What prompted this post was an old vampire movie that I was watching last night. These days, when I think of vampires, Stephenie Meyer comes to mind, and Dracula of course. Then, I thought of how her quiet life became a frenzy of writing one book after another, short deadlines, one movie after another, many interviews, galas, tons of huge book signings, all marketable Twilight paraphernalia … and so on. The more I thought about it, the more I agreed with my inner self that I wouldn’t want to be in those shoes. Why? It seems so exhilarating and who doesn’t love the spotlight?
The answer is me, and I am sure that there are some writers who love their quiet lives and privacy, and would not like the type of success that brings all that frenzy with it. I am not anti-social, I like it quiet, and I love my privacy. I love to give when no one is looking – that is my overall style. Where is Stephenie Meyer today? Probably very busy with new projects and the current ones, as well as dealing with the comet’s tail left behind. God bless her, as it takes a lot of energy and patience to handle that kind of spotlight.

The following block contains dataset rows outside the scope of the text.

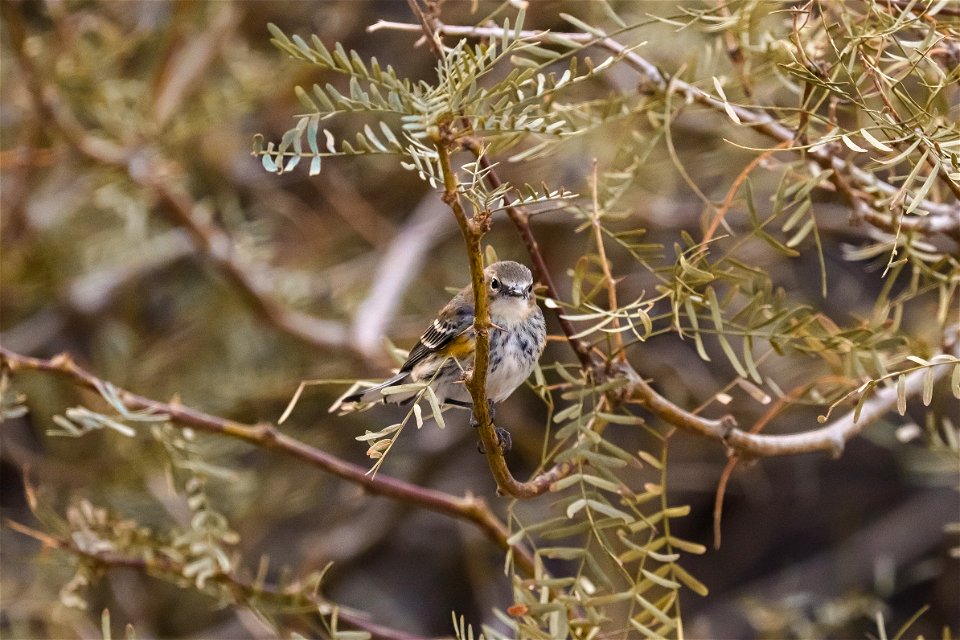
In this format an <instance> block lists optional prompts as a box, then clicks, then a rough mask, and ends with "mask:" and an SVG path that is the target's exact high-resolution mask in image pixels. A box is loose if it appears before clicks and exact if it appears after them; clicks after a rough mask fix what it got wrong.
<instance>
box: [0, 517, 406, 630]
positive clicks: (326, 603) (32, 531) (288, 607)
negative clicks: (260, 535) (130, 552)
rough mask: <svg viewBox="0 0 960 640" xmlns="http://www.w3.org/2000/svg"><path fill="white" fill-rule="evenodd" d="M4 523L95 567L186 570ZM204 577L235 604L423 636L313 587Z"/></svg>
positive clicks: (231, 574)
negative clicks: (270, 608) (337, 620)
mask: <svg viewBox="0 0 960 640" xmlns="http://www.w3.org/2000/svg"><path fill="white" fill-rule="evenodd" d="M4 524H6V525H7V526H8V527H9V528H10V529H12V530H14V531H16V532H17V533H21V534H23V535H25V536H29V537H31V538H33V539H34V540H37V541H38V542H40V543H41V544H42V545H43V546H44V547H46V548H48V549H58V550H60V551H65V552H67V553H71V554H73V555H74V556H77V557H78V558H80V559H82V560H84V561H87V562H90V563H92V564H94V565H95V566H97V567H98V568H103V569H115V568H122V569H135V570H137V571H142V572H144V573H149V574H150V575H152V576H158V577H165V576H168V577H169V578H170V579H171V581H172V582H174V583H177V584H179V583H180V582H182V581H183V576H184V575H185V573H186V571H187V567H186V565H184V564H183V563H181V562H177V561H176V560H174V559H172V558H170V557H167V556H164V555H160V554H152V555H150V556H149V557H148V556H146V555H144V556H140V555H133V554H125V553H120V552H117V551H91V550H88V549H83V548H81V547H79V546H77V544H76V543H75V542H74V541H73V540H70V539H68V538H62V537H60V536H53V535H50V534H48V533H45V532H43V531H38V530H36V529H34V528H32V527H28V526H26V525H23V524H20V523H19V522H16V521H13V520H9V519H8V520H5V521H4ZM207 581H208V582H210V583H214V584H217V585H219V586H220V587H222V588H223V589H224V590H225V591H227V592H229V593H230V595H231V596H232V597H233V598H234V599H235V600H236V601H237V604H243V603H244V602H250V601H253V600H264V599H269V600H270V601H271V602H273V603H276V604H278V605H282V606H286V607H287V608H294V607H298V606H302V605H303V604H305V602H304V601H306V602H309V603H310V604H311V605H313V607H315V609H316V611H318V612H319V613H320V614H321V615H330V614H332V613H334V611H335V612H336V614H337V618H338V619H339V620H343V621H344V622H346V623H347V624H349V625H350V626H352V627H356V628H357V629H362V630H363V631H366V632H367V633H369V634H370V635H371V637H373V638H378V639H380V640H423V638H422V636H418V635H414V634H412V633H407V632H405V631H400V630H398V629H392V628H390V627H385V626H383V625H379V624H376V623H374V622H371V621H370V620H369V617H368V616H367V615H366V614H365V613H363V612H360V611H357V610H355V609H351V608H346V607H342V606H340V605H337V604H335V603H333V602H330V601H329V600H327V599H326V598H323V597H322V596H320V595H318V594H317V593H316V592H315V591H314V592H312V593H301V592H290V591H287V590H284V589H281V588H280V587H277V586H272V585H266V584H255V583H253V582H251V581H250V580H247V579H244V578H242V577H240V576H238V575H236V574H233V573H214V574H212V575H210V576H209V577H208V578H207Z"/></svg>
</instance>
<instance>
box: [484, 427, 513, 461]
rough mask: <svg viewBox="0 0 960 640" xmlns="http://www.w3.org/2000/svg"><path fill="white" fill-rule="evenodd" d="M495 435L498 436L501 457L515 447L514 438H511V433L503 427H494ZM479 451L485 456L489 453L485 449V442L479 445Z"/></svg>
mask: <svg viewBox="0 0 960 640" xmlns="http://www.w3.org/2000/svg"><path fill="white" fill-rule="evenodd" d="M494 433H496V434H497V448H498V449H499V450H500V455H504V454H506V453H507V452H508V451H510V449H511V448H512V447H513V438H511V437H510V432H509V431H507V430H506V429H504V428H503V427H494ZM477 451H479V452H480V453H483V454H485V453H486V452H487V450H486V449H484V448H483V441H480V442H478V443H477Z"/></svg>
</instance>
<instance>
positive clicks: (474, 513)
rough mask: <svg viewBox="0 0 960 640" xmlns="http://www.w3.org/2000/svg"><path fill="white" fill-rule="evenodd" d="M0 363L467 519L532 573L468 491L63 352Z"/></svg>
mask: <svg viewBox="0 0 960 640" xmlns="http://www.w3.org/2000/svg"><path fill="white" fill-rule="evenodd" d="M0 365H2V366H3V367H6V368H8V369H9V370H10V371H11V372H16V371H18V370H33V371H41V372H46V373H53V374H57V375H60V376H64V377H67V378H70V379H71V380H72V381H73V382H74V383H76V384H78V385H80V386H82V387H86V388H88V389H93V390H99V389H103V388H111V389H113V390H114V391H115V392H116V394H117V398H118V399H119V400H120V402H122V403H123V405H124V406H125V407H126V408H127V409H130V410H143V409H146V410H150V411H153V412H156V413H158V414H163V415H166V416H168V417H169V418H170V420H171V421H173V422H175V423H177V424H179V425H183V426H187V427H191V428H193V429H196V430H198V431H205V432H207V433H214V434H219V435H223V436H228V437H231V438H235V439H237V440H243V441H244V442H247V443H249V444H252V445H254V446H256V447H259V448H261V449H268V450H271V451H277V452H279V453H282V454H285V455H288V456H291V457H293V458H296V459H298V460H300V461H302V462H306V463H308V464H310V465H313V466H315V467H317V468H319V469H322V470H323V471H326V472H327V473H330V474H332V475H335V476H337V477H339V478H342V479H344V480H346V481H348V482H352V483H354V484H357V485H359V486H361V487H363V488H364V489H365V490H366V491H367V492H369V493H371V494H374V495H380V496H385V497H387V498H392V499H394V500H400V501H403V502H406V503H408V504H411V505H414V506H417V507H421V508H423V509H427V510H429V511H434V512H436V513H440V514H443V515H445V516H448V517H451V518H454V519H457V520H466V521H468V522H471V523H473V524H474V525H475V526H477V527H478V528H479V529H480V530H481V531H482V532H483V533H484V534H485V535H486V536H487V538H489V539H490V540H491V541H493V542H494V543H495V544H496V545H497V546H498V547H500V548H501V549H503V550H504V551H509V550H512V551H513V554H514V557H515V559H516V563H517V566H518V567H519V568H520V569H521V570H522V571H523V572H524V573H526V574H529V575H532V574H533V557H532V556H531V555H530V552H529V551H528V550H527V549H526V548H525V547H523V546H520V545H512V546H511V545H509V544H508V543H507V537H508V536H509V533H508V531H507V528H506V526H505V525H504V524H503V523H502V522H501V521H500V520H499V519H498V518H497V517H496V516H495V515H494V514H493V512H492V511H491V510H490V507H489V506H488V505H487V503H486V501H485V500H483V498H479V497H477V496H474V495H472V494H467V495H466V496H464V497H462V498H459V497H456V496H453V495H450V494H448V493H444V492H442V491H437V490H436V489H429V488H426V487H420V486H418V485H415V484H411V483H409V482H404V481H403V480H398V479H396V478H391V477H389V476H384V475H377V476H370V475H368V474H367V470H366V469H364V468H363V467H361V466H358V465H355V464H352V463H350V462H347V461H345V460H342V459H340V458H338V457H336V456H334V455H332V454H329V453H327V452H325V451H322V450H321V449H317V448H316V447H313V446H311V445H309V444H306V443H305V442H301V441H300V440H297V439H296V438H292V437H290V436H288V435H286V434H284V433H281V432H280V431H279V430H278V429H277V428H276V426H274V425H273V424H270V423H263V422H262V423H258V424H255V425H247V424H243V423H240V422H235V421H233V420H227V419H226V418H221V417H218V416H214V415H210V414H207V413H203V412H201V411H197V410H196V409H191V408H189V407H185V406H183V405H181V404H179V403H165V402H159V401H157V400H151V399H149V398H145V397H143V396H140V395H137V394H135V393H132V392H130V391H127V390H125V389H121V388H118V387H115V386H113V385H112V384H110V383H109V382H107V381H105V380H102V379H100V378H98V377H97V376H95V375H93V374H92V373H90V372H88V371H86V370H84V369H83V368H81V367H80V366H79V365H77V364H76V363H75V362H74V361H73V360H72V359H71V358H70V356H69V355H67V354H61V355H59V356H56V357H54V358H51V359H49V360H46V359H42V358H31V357H29V356H24V355H20V354H18V353H14V352H13V351H10V350H9V349H6V348H5V347H0ZM493 438H494V442H495V441H496V436H495V435H494V436H493ZM501 459H502V457H501Z"/></svg>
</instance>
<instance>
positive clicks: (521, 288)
mask: <svg viewBox="0 0 960 640" xmlns="http://www.w3.org/2000/svg"><path fill="white" fill-rule="evenodd" d="M503 292H504V293H505V294H507V295H508V296H510V297H512V298H526V297H527V292H526V289H525V287H507V288H506V289H504V291H503Z"/></svg>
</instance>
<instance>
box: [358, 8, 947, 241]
mask: <svg viewBox="0 0 960 640" xmlns="http://www.w3.org/2000/svg"><path fill="white" fill-rule="evenodd" d="M380 29H392V30H396V31H419V30H420V26H419V25H414V24H407V23H402V22H390V21H386V20H379V21H378V22H376V23H375V24H373V25H371V26H369V27H367V31H377V30H380ZM436 30H437V32H438V33H441V34H445V35H454V36H461V37H477V38H499V37H502V36H503V28H502V27H472V26H459V25H447V24H439V23H438V24H437V25H436ZM519 35H520V37H522V38H526V39H529V40H532V41H542V40H544V39H546V38H549V37H557V36H559V37H563V38H565V39H567V40H571V41H574V42H578V43H581V44H584V45H592V46H598V47H602V48H604V49H607V50H608V51H610V52H611V53H613V54H614V55H618V56H622V57H623V60H624V62H625V63H626V64H628V65H630V66H631V67H633V68H634V69H635V70H636V71H637V72H639V73H640V74H641V75H642V76H643V77H644V79H645V83H644V87H645V89H646V90H648V91H651V92H653V93H658V94H660V95H664V94H666V93H667V92H670V93H676V94H679V95H681V96H682V97H683V98H684V99H685V100H686V101H689V102H694V103H697V104H700V105H702V106H705V107H708V108H710V109H712V110H713V111H716V112H717V113H727V111H728V110H732V111H733V113H734V114H736V116H737V119H738V120H739V121H740V123H741V125H743V126H746V127H750V128H752V129H753V130H754V131H756V132H757V133H760V134H761V135H763V136H766V137H767V138H771V139H773V140H775V141H776V142H778V143H783V142H787V141H790V142H792V141H793V140H794V137H795V136H794V132H793V131H792V130H791V129H789V128H787V127H785V126H783V125H782V124H780V123H779V122H777V121H776V120H775V119H774V118H773V117H771V116H770V115H768V114H766V113H764V112H762V111H759V110H754V109H749V108H747V107H741V106H739V105H735V104H731V103H729V102H727V101H724V100H721V99H720V98H717V97H716V96H714V95H713V94H711V93H708V92H707V91H704V90H703V89H701V88H699V87H697V86H694V85H692V84H690V83H688V82H684V81H683V80H680V79H679V78H672V79H670V81H669V82H668V79H667V78H666V77H665V76H664V75H663V73H661V72H660V70H659V69H657V67H656V65H654V64H653V63H652V62H650V61H649V60H647V59H646V58H644V57H643V56H641V55H639V54H638V53H636V51H633V50H631V47H629V46H627V45H625V44H622V43H621V42H619V41H617V40H615V39H613V38H610V37H604V36H595V35H593V34H590V33H580V32H573V33H556V32H548V31H521V32H520V34H519ZM790 149H791V150H794V151H799V150H804V151H805V152H806V154H807V157H809V158H810V159H812V160H814V161H815V162H816V163H817V164H818V165H820V166H821V167H823V168H824V169H833V170H835V171H843V172H846V173H847V174H848V175H849V176H850V180H851V181H852V182H853V183H854V185H855V186H857V187H859V188H861V189H863V190H864V191H865V192H870V191H877V192H880V193H882V194H883V195H886V196H894V195H896V194H897V192H898V191H899V187H895V186H893V185H891V184H889V183H887V182H884V181H883V180H880V179H879V178H877V177H876V176H875V175H874V174H872V173H870V172H868V171H865V170H863V169H861V168H860V167H858V166H856V165H855V164H853V163H851V162H848V161H847V160H845V159H843V158H841V157H838V156H836V155H835V154H834V153H833V152H832V151H831V150H830V149H829V146H824V147H822V148H813V149H811V148H808V147H799V148H793V147H790ZM919 206H920V207H921V208H922V209H923V210H925V211H927V212H929V214H930V215H927V216H922V217H921V216H912V217H909V218H905V219H904V220H903V221H902V227H903V228H904V229H916V230H917V231H920V232H922V233H926V234H944V235H947V236H950V237H954V238H960V203H939V202H932V201H929V200H923V201H921V202H920V205H919ZM868 221H869V219H868Z"/></svg>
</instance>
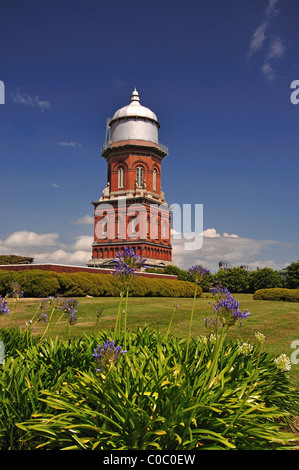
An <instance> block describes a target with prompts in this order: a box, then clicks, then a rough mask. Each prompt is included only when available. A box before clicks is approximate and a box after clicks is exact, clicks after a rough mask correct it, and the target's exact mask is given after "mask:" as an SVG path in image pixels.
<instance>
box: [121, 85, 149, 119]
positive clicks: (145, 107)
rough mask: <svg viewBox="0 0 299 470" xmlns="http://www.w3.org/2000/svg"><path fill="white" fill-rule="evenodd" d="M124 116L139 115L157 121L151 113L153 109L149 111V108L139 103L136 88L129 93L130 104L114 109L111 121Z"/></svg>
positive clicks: (137, 93)
mask: <svg viewBox="0 0 299 470" xmlns="http://www.w3.org/2000/svg"><path fill="white" fill-rule="evenodd" d="M126 117H141V118H147V119H151V120H153V121H156V122H158V119H157V116H156V115H155V113H153V111H151V110H150V109H149V108H146V107H145V106H142V105H141V104H140V96H139V94H138V91H137V90H136V88H135V90H134V91H133V93H132V95H131V102H130V104H128V105H127V106H124V107H123V108H120V109H119V110H118V111H116V113H115V114H114V116H113V118H112V121H114V120H115V119H121V118H126Z"/></svg>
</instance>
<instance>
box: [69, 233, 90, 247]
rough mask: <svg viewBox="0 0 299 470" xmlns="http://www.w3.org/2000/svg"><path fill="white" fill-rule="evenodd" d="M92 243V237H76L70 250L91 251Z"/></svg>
mask: <svg viewBox="0 0 299 470" xmlns="http://www.w3.org/2000/svg"><path fill="white" fill-rule="evenodd" d="M92 242H93V237H92V236H90V235H80V236H79V237H77V240H76V242H75V243H73V245H72V248H73V249H75V250H91V244H92Z"/></svg>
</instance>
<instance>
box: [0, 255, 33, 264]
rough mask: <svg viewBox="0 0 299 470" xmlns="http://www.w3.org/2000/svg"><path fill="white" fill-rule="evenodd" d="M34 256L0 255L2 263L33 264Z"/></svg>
mask: <svg viewBox="0 0 299 470" xmlns="http://www.w3.org/2000/svg"><path fill="white" fill-rule="evenodd" d="M33 261H34V258H29V257H28V256H16V255H0V264H31V263H33Z"/></svg>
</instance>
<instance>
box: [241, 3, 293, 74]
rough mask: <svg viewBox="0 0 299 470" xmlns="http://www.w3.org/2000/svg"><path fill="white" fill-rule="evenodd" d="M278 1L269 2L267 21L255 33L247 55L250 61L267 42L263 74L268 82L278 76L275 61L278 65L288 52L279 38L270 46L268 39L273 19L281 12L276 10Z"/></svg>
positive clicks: (263, 68) (247, 56)
mask: <svg viewBox="0 0 299 470" xmlns="http://www.w3.org/2000/svg"><path fill="white" fill-rule="evenodd" d="M278 1H279V0H269V3H268V7H267V9H266V11H265V15H266V19H265V20H264V21H263V23H262V24H261V25H260V26H258V27H257V28H256V30H255V31H254V33H253V36H252V38H251V41H250V44H249V51H248V54H247V57H248V59H250V58H251V57H252V56H253V55H254V54H255V53H256V52H258V51H259V50H261V49H262V48H263V47H264V44H265V42H266V45H267V49H268V52H267V53H266V55H265V58H264V62H263V64H262V66H261V72H262V74H263V75H264V77H265V79H266V80H268V81H273V80H274V79H275V75H276V72H275V67H274V65H273V60H276V65H277V60H278V59H281V58H282V57H283V55H284V54H285V50H286V48H285V45H284V44H283V42H282V40H281V38H280V37H279V36H276V38H274V39H272V41H271V43H270V44H269V41H267V38H266V30H267V29H269V27H270V24H271V19H272V17H274V16H276V15H278V14H279V10H278V9H277V8H276V6H277V4H278Z"/></svg>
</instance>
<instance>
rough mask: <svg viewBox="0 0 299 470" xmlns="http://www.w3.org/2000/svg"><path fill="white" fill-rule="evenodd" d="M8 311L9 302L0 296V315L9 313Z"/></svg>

When I visualize a writing career, I see writing, readers, a strong sincere commitment to the readers, and more writing, and more writing, and more writing. Somehow, I wouldn’t want to include galas, craziness, and tons of attention into my writing dreams. Given that what happened to Stephenie Meyer is not the usual way things develop, and at such speed, however, she is a good example of what I wouldn’t want to experience in my future as a writer (and of course, I also want to make a living at doing what I love – the bills have to be paid).
Have you visualized your writing career? Are you published and experiencing it? How do you visualize your spotlight? At the flip of a switch or as a growing light with a dimmer? Which style suits you better – smashing Boom success a la Meyer or rhythmic success a la Coelho? Would you write for the love of it and for that one reader who has to read your book, or for fame? Do you write because you love the craft or with a future dollar sign/spotlight on the back of your mind (meaning becoming famous).
The answer to these questions will help you figure out what you want from your writing career and your internal level of comfort. Feel free to share your point of view.
2 thoughts on “Spotlight? No, thanks.”
Yer a preachin’ to da choir. I think so much writing to day is dishonest and pandering.
I know that fiction by definition is dishonest, but I think a rational and honest person gets the point.
Yes, writing for the wrong reasons is never the best for inspiration. It is fine to write for fame is that is what a person truly wants, to become a best selling author, as long as his/her writing goals are clear and aligned towards the path the writer has chosen – to each its own.